• In August 2025, a ransomware attack targeted servers used by the University of Hawaii Cancer Center as part of a research project. Systems were encrypted by the attackers.
• The breach was isolated to research operations only — clinical care and patient treatment systems were not affected.

What Was Compromised

• The attackers encrypted files and also likely stole data, including some research files containing sensitive personal information of study participants.
• Included in the stolen material were historical documents from the 1990s that contained Social Security numbers used for identifying participants at the time.

Delay in Disclosure

• The university reported the incident to the state legislature in late 2025, months after the August breach.
• This delay raised concerns because state law typically requires breach reporting much sooner.

Notification & Response

• UH has begun the process of notifying affected individuals, though the exact number of people impacted and project details have not been publicly disclosed yet.
• University officials declined to reveal how many Social Security numbers were exposed or whether a ransom was paid.
• UH plans to offer credit monitoring and identity theft protection services to those whose information was compromised.

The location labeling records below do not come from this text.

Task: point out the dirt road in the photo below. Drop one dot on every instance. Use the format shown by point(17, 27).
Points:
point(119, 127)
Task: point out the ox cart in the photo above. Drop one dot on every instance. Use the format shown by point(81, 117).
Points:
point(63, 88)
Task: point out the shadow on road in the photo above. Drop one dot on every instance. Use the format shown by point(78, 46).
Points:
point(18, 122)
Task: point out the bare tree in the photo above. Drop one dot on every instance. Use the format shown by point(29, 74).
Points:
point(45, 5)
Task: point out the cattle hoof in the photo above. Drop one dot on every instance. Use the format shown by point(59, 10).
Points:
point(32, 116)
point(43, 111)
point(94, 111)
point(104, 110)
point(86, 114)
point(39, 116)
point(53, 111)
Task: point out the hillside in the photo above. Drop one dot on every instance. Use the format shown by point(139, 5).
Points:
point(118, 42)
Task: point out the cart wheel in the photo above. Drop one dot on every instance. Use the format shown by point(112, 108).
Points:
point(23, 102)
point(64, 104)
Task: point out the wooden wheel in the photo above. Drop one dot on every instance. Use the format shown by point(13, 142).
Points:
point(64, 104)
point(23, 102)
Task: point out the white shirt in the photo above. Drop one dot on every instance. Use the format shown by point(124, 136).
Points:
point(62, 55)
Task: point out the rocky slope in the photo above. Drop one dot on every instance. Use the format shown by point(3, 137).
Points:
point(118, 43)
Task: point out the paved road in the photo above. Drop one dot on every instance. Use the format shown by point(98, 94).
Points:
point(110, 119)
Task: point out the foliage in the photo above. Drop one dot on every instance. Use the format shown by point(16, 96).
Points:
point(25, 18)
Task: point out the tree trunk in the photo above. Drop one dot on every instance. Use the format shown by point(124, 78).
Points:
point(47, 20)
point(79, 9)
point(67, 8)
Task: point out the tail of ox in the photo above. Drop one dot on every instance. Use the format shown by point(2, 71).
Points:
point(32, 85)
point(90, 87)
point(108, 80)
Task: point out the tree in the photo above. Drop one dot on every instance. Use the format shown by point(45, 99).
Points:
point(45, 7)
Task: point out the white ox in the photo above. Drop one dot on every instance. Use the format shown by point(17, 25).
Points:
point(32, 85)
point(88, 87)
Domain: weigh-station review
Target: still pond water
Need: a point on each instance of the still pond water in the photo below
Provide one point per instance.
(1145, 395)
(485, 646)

University’s Actions Post-Attack

• After discovering the breach, the university disconnected affected systems, brought in external cybersecurity experts, and engaged with the threat actors to obtain a decryption tool and safeguard stolen data.
• Security measures were upgraded, including new endpoint protections, firewall replacements, credential resets, and third-party security assessments.

Context & Impact

• The attack highlights how research institutions with legacy datasets can be attractive targets for threat actors — even when clinical systems are unaffected.